Zanidatamab demonstrated a manageable and tolerable safety profile, with only two patients (2.3%) in HERIZON-BTC-01 experiencing adverse events (AEs) leading to treatment discontinuation. There were no Grade 4 AEs, and no deaths were considered treatment-related. The most common AEs were diarrhea and infusion-related reactions, which were predominately low-grade, reversible and manageable prophylactically with routine supportive care.

These data were featured as an oral presentation at the American Society of Clinical Oncology (ASCO) (Free ASCO Whitepaper) Annual Meeting 2023, published in The Lancet Oncology, and included in the 2023 Best of ASCO (Free ASCO Whitepaper) program. Quality-of-life data from this trial were also presented at the European Society for Medical Oncology (ESMO) (Free ESMO Whitepaper) Congress 2023 and at the 2024 ASCO (Free ASCO Whitepaper) Gastrointestinal Cancers Symposium.

The HERIZON-BTC-302 Phase 3 trial (NCT06282575) of zanidatamab in 1L advanced or metastatic HER2-positive BTC was recently initiated and is open for enrollment. The global, open-label, randomized trial will evaluate the efficacy and safety of zanidatamab in combination with standard-of-care therapy against standard-of-care therapy alone.
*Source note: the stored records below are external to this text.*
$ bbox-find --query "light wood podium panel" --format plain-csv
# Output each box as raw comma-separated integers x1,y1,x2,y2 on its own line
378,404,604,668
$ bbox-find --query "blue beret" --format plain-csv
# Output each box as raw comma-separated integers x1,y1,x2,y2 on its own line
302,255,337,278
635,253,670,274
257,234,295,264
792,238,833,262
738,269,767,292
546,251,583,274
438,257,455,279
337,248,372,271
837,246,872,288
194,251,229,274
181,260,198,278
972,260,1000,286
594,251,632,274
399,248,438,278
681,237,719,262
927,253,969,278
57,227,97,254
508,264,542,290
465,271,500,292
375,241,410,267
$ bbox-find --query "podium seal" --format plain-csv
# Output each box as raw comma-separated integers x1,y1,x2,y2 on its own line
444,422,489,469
The primary objective of the study is to compare the efficacy of zanidatamab and chemotherapy (cisplatin plus gemcitabine) with or without the addition of a programmed death protein 1/ligand 1 (PD-1/L-1) inhibitor versus chemotherapy with or without a PD-1/L1 inhibitor in patients. HERIZON-BTC-302 is proposed as the confirmatory trial for zanidatamab in BTC.

About Zanidatamab
Zanidatamab is an investigational bispecific antibody that can simultaneously bind two non-overlapping epitopes of HER2, known as biparatopic binding. This unique design and increased binding results in multiple mechanisms of action, including dual HER2 signal blockade, removal of HER2 protein from the cell surface, and immune-mediated cytotoxicity leading to encouraging antitumor activity in patients. Zanidatamab is being developed in multiple clinical trials as a targeted treatment option for patients with solid tumors that express HER2. Zanidatamab is being developed by Jazz and BeiGene, Ltd. (BeiGene) under license agreements from Zymeworks, which first developed the molecule.
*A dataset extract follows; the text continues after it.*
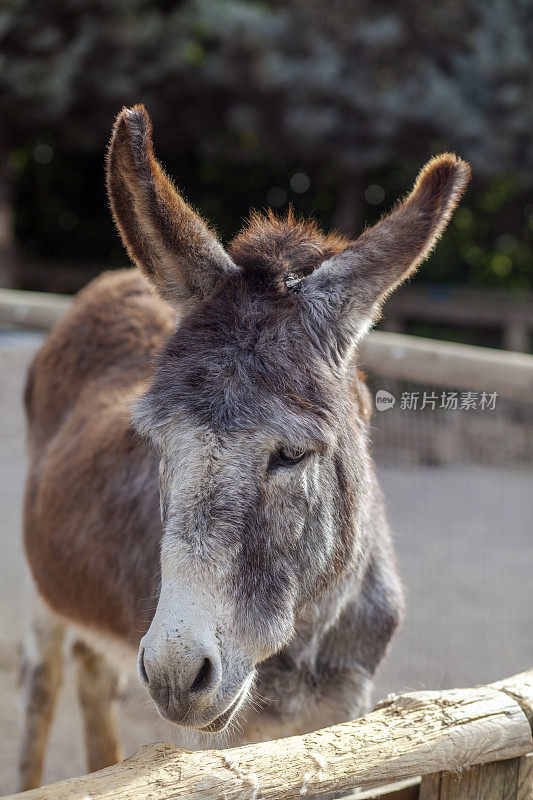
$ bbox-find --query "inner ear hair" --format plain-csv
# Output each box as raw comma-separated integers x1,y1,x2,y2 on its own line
300,153,470,353
107,105,237,310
The U.S. Food and Drug Administration (FDA) has granted Breakthrough Therapy designation for zanidatamab development in patients with previously treated HER2 gene-amplified biliary tract cancers (BTC), and two Fast Track designations for zanidatamab: one as a single agent for refractory BTC and one in combination with standard of care chemotherapy for 1L gastroesophageal adenocarcinoma (GEA). Additionally, zanidatamab has received Orphan Drug designations from FDA for the treatment of BTC and GEA, as well as Orphan Drug designation from the European Medicines Agency for the treatment of BTC and gastric cancer. Zanidatamab was also granted Breakthrough Therapy designation from the Center for Drug Evaluation (CDE) in China.

About Biliary Tract Cancer
Biliary tract cancer (BTC), including gallbladder cancer and intrahepatic and extrahepatic cholangiocarcinoma, account for <1% of all adult cancers and are often associated with a poor prognosis3,4. The human epidermal growth factor receptor 2 (HER2) is a well-validated target for antitumor therapy in other cancers. Across the U.S., Europe, and Japan, approximately 12,000 people are diagnosed with BTC annually5,6,7,8 and most patients (> 65%) are diagnosed with tumors that cannot be removed surgically.